Are the US sanctions to be imposed on Assad too late?

Syrian President Bashar al-AssadImage source, Reuters
Image caption,

Mark Mardell: America won't improve its reputation for quick and decisive action

Many will welcome the US sanctions against Syria. But the fact that they are being imposed only now, weeks after the violence began and the day before a big speech by President Barack Obama on the Middle East, will leave some tearing their hair.

America won't improve its reputation for quick and decisive action in the Arab awakening. The administration's insistence on not punishing Syrian President Bashar al-Assad has puzzled foreign policy experts around Washington.

Regional rulers have made the US policy look awkward, an ill-fitting conjunction of realpolitik and idealism.

Friends get off lightly, enemies get their compounds bombed. But Syria doesn't fit this mould. It is not Bahrain or Saudi Arabia.

Mr Assad is not exactly an ally leading a friendly, helpful country. It seems Hillary Clinton believed he was a reformer hemmed in by hard liners, the best chance for change.

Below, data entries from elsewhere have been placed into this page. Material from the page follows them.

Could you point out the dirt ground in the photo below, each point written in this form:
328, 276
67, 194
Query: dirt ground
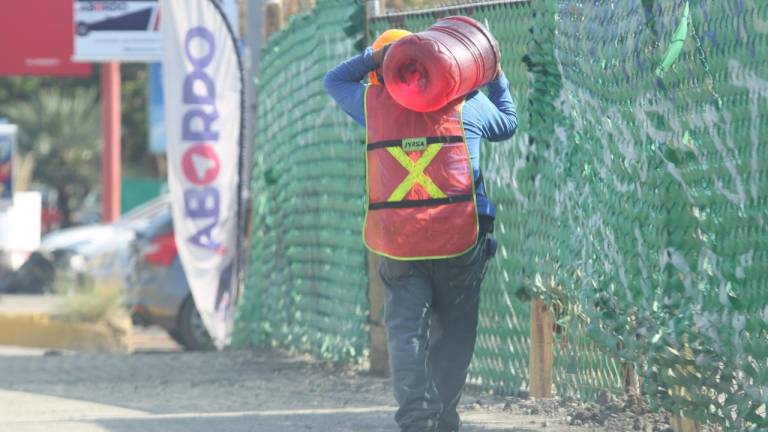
160, 388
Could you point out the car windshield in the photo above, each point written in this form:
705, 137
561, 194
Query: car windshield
144, 213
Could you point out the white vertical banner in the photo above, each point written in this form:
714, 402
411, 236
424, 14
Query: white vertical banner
203, 90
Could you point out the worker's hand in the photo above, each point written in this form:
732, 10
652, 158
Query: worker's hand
378, 55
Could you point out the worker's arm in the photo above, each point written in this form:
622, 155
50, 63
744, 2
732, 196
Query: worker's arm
497, 114
344, 84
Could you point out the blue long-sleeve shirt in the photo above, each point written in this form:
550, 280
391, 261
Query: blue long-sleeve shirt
493, 117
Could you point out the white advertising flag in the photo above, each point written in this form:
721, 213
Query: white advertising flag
203, 90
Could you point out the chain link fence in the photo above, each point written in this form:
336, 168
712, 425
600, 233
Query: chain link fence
633, 198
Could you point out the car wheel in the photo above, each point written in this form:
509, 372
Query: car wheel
192, 333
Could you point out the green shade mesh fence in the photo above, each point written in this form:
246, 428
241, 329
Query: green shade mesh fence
308, 285
633, 198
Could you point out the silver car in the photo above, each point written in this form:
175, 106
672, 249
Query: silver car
137, 253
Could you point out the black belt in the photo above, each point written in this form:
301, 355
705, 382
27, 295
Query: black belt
419, 203
430, 140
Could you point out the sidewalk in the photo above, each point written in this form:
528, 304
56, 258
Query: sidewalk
232, 391
32, 321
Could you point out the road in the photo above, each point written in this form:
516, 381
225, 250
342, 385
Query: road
166, 390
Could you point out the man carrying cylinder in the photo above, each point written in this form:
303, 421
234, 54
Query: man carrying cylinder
427, 213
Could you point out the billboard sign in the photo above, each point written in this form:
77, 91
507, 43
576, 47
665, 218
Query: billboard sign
7, 150
121, 30
36, 39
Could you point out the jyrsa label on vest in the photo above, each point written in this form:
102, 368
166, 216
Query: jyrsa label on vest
414, 144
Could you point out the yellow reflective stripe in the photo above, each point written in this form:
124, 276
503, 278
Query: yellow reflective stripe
416, 172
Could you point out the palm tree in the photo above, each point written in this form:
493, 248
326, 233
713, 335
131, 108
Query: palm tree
60, 135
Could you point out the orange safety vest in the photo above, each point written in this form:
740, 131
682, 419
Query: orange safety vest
420, 187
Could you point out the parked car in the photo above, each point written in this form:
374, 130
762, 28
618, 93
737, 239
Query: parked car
157, 290
138, 252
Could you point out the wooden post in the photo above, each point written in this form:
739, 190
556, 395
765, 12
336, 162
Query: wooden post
110, 131
542, 349
274, 18
377, 333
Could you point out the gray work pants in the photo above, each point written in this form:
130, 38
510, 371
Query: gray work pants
431, 314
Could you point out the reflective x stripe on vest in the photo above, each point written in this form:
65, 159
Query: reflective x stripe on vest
398, 149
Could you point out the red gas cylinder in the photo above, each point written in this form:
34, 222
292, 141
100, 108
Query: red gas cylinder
426, 70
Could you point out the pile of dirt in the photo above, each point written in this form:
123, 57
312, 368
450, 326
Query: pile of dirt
627, 413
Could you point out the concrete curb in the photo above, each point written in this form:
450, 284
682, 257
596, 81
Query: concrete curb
38, 330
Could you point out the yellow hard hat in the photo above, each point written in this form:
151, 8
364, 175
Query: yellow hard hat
384, 39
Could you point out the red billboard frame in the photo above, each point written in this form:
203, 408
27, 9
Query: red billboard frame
37, 38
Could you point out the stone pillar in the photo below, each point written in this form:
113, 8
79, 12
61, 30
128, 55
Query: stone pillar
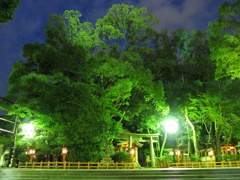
152, 153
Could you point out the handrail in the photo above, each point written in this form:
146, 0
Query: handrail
200, 164
76, 165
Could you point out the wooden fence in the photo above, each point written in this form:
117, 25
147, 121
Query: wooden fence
200, 164
75, 165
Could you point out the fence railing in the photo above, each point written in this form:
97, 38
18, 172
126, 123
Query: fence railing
75, 165
200, 164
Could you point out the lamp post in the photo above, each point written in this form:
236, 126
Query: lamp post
64, 153
178, 154
170, 126
31, 152
211, 154
132, 154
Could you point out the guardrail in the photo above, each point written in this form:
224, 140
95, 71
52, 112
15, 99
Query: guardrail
75, 165
200, 164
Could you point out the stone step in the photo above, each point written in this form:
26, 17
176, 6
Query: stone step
38, 174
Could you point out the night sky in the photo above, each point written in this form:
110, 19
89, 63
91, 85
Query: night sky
32, 15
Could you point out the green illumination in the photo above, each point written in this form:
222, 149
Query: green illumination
28, 130
171, 126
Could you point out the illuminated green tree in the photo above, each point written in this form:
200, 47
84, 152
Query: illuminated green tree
224, 40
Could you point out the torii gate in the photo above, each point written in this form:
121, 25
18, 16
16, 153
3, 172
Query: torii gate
130, 136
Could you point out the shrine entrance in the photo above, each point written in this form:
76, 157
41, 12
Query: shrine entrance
130, 142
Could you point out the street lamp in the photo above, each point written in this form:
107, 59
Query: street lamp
132, 154
178, 154
31, 152
64, 153
211, 154
170, 126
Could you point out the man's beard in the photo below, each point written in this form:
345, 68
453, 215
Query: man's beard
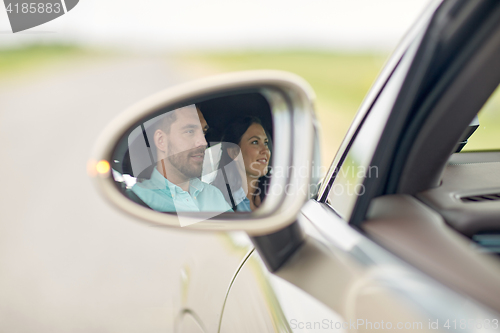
182, 162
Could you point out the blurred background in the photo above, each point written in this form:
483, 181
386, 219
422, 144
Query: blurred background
68, 261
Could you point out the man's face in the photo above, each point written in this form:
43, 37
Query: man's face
186, 142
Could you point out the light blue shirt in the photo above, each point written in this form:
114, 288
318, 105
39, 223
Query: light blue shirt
163, 196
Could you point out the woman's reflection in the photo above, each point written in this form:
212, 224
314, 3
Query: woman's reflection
243, 175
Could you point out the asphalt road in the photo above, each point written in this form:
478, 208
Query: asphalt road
69, 262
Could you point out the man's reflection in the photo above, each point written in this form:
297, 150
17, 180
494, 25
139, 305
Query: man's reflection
174, 185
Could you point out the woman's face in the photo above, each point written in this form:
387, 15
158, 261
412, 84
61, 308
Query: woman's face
255, 151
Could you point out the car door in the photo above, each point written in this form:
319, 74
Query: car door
338, 278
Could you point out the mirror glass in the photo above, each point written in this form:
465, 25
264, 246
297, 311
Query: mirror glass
209, 156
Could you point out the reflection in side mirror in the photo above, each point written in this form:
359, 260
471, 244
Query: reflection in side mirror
234, 152
213, 156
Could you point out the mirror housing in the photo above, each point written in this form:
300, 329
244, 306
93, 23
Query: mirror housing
295, 151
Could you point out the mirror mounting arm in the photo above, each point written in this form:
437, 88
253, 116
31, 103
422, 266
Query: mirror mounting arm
276, 248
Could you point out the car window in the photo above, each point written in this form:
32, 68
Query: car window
487, 135
348, 183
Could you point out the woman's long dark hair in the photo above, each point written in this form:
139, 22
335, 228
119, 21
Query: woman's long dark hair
231, 138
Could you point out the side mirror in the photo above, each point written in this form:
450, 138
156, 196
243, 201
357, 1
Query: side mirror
231, 152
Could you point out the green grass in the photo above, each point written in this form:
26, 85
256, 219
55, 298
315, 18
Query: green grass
340, 80
24, 59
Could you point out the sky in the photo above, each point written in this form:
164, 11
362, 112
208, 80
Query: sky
168, 25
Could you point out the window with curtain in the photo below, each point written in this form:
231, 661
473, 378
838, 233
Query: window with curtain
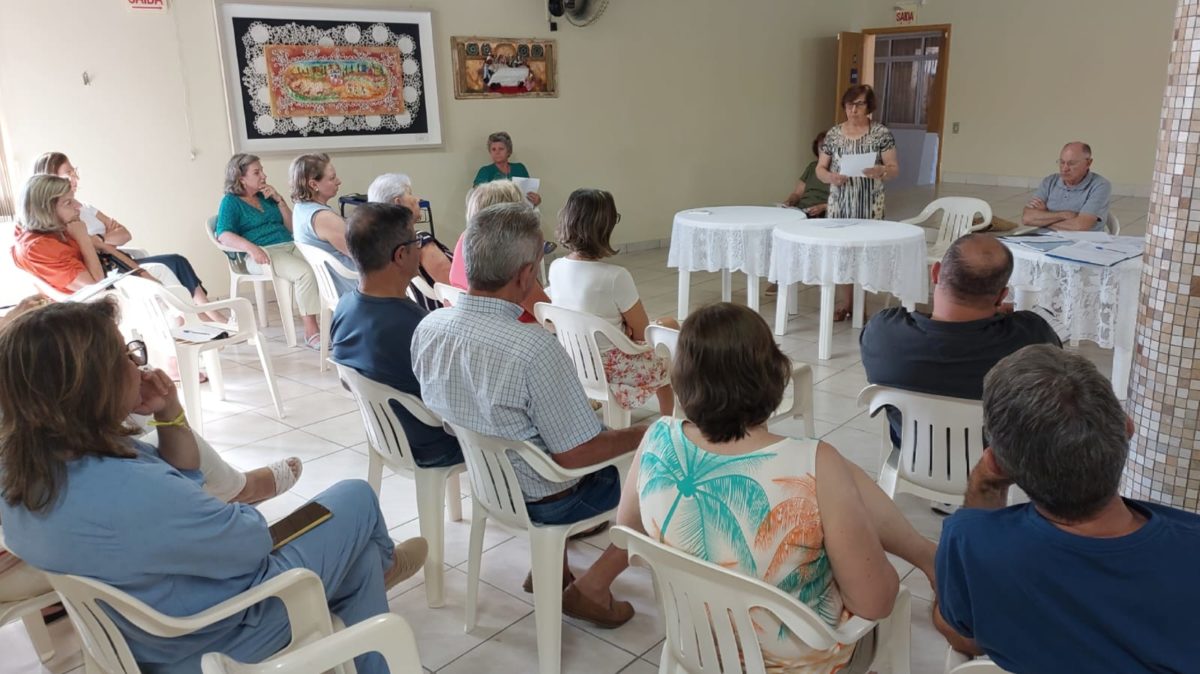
905, 67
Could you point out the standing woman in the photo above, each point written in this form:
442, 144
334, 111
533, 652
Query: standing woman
857, 197
255, 218
499, 148
313, 184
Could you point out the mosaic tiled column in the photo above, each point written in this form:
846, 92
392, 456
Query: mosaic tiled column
1164, 396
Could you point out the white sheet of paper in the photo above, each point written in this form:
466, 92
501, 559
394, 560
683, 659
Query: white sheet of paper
852, 166
527, 185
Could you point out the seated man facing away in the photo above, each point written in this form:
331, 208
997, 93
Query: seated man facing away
373, 324
1079, 579
1074, 198
481, 368
948, 351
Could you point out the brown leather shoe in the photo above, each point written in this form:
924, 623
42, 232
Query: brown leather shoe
407, 559
607, 617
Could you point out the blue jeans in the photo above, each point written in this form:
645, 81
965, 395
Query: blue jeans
595, 494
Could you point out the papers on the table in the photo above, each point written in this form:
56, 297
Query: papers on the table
852, 166
527, 185
1103, 253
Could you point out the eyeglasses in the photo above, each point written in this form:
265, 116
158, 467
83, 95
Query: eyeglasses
137, 351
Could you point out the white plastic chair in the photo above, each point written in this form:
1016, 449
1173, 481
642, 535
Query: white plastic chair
496, 494
447, 294
149, 304
105, 647
958, 220
961, 663
1113, 226
390, 446
388, 635
576, 332
321, 263
239, 272
691, 593
664, 341
940, 443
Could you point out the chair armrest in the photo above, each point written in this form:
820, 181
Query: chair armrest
300, 590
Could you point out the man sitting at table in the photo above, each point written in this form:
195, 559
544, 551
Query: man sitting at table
1072, 199
969, 330
1079, 579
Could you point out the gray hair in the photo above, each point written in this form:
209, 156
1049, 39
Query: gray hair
388, 186
501, 240
1057, 429
501, 137
235, 169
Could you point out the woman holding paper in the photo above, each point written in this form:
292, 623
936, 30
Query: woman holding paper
499, 146
856, 158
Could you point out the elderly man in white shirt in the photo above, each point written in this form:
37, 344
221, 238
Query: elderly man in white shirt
481, 368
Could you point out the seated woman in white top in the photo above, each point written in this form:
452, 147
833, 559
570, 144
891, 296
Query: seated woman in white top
585, 283
791, 512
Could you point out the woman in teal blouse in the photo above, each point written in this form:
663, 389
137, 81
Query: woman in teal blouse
255, 218
499, 146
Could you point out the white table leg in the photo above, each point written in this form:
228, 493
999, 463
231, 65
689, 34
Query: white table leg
858, 310
781, 299
684, 290
825, 341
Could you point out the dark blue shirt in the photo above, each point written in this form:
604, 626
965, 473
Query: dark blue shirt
373, 336
1038, 600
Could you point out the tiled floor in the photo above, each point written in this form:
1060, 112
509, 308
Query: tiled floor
323, 428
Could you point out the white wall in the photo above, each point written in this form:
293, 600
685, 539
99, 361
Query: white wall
671, 104
1029, 76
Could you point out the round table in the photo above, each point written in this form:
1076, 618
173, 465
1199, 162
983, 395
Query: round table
1098, 304
876, 256
725, 239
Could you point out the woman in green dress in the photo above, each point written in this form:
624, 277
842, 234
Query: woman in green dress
499, 146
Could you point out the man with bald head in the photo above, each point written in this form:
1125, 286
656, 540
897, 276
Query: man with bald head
948, 351
1074, 198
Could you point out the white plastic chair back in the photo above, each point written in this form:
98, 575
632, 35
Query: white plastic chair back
576, 331
707, 608
941, 440
961, 663
958, 218
1113, 226
388, 635
447, 294
106, 649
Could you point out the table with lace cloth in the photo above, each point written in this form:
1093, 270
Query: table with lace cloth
876, 256
725, 239
1083, 301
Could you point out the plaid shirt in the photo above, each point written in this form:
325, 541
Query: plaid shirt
483, 369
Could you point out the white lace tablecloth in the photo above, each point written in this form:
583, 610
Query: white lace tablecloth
1084, 300
726, 238
880, 256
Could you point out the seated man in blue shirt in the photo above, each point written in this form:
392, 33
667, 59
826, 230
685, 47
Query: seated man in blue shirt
1072, 199
1079, 579
373, 325
484, 369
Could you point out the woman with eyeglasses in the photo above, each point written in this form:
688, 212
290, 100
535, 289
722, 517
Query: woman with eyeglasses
857, 197
81, 495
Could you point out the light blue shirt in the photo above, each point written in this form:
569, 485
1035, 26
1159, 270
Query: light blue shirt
1090, 196
303, 214
150, 530
481, 368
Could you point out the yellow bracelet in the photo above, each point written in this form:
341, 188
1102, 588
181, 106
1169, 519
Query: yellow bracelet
181, 420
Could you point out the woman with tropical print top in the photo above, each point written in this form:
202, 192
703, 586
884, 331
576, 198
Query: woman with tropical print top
789, 511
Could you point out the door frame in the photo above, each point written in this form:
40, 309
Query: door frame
935, 120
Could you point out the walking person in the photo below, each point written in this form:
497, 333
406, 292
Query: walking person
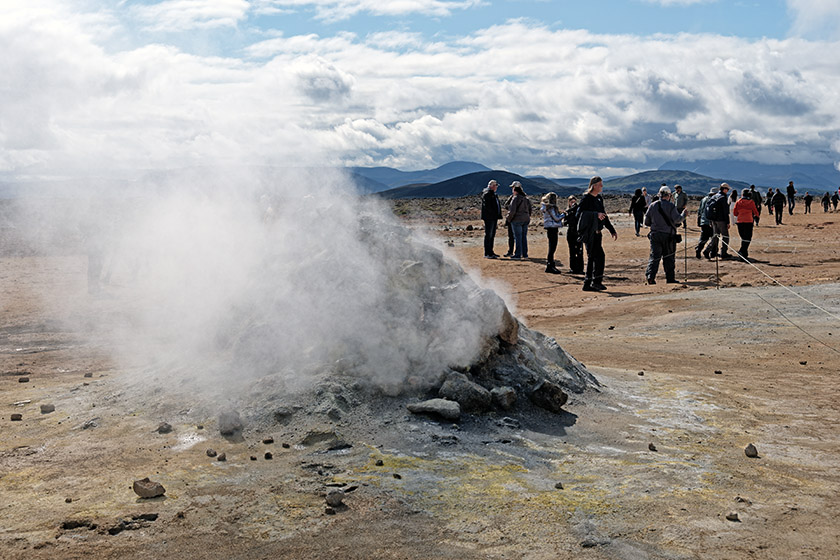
705, 225
745, 212
638, 207
592, 218
791, 197
519, 216
552, 220
575, 246
491, 213
779, 205
808, 199
717, 212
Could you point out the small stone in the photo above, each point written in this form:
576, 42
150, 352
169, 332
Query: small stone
146, 488
335, 496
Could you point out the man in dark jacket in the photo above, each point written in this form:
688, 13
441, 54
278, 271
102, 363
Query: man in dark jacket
491, 213
663, 219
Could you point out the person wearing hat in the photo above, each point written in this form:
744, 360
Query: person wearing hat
680, 198
519, 216
592, 218
491, 213
705, 225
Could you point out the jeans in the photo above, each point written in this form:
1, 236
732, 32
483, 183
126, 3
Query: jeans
520, 235
489, 236
664, 247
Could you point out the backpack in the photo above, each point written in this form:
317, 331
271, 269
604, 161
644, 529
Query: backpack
717, 209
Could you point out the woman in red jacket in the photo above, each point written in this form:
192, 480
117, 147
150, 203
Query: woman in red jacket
745, 212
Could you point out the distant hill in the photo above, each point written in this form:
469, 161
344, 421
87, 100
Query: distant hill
814, 177
392, 178
473, 183
692, 183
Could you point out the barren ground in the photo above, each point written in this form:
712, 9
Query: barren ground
724, 364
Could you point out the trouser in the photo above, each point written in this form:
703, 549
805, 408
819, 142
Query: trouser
745, 233
705, 235
662, 247
552, 234
520, 234
575, 252
595, 261
490, 227
719, 230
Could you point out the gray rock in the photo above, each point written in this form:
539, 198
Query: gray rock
549, 396
146, 488
470, 395
230, 423
335, 497
504, 397
449, 410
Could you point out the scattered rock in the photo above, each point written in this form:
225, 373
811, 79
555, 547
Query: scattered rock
470, 395
549, 396
230, 423
335, 497
146, 488
504, 397
448, 410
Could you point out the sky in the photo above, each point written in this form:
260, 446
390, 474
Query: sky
113, 87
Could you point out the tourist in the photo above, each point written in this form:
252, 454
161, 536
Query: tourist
491, 213
552, 220
638, 207
592, 218
704, 225
663, 220
745, 214
575, 246
519, 216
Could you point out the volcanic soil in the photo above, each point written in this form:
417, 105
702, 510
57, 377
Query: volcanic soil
650, 464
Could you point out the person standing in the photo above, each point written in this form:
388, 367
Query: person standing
704, 225
519, 216
592, 218
717, 212
745, 212
791, 198
638, 207
663, 220
808, 199
680, 198
491, 213
575, 246
779, 205
552, 220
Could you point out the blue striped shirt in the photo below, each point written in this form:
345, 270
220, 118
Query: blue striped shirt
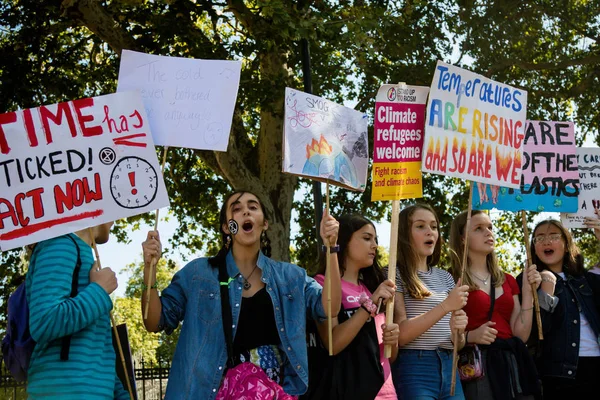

But as time has passed, the White House must have calculated that this is either nonsense, or Mr Assad can't break through the circle surrounding him.

The announcement is a curtain raiser for Mr Obama's big speech on the Middle East and North Africa on Thursday, but it only underlines how difficult it is turning similar events in different countries, with different complexities and US interests, into a coherent narrative.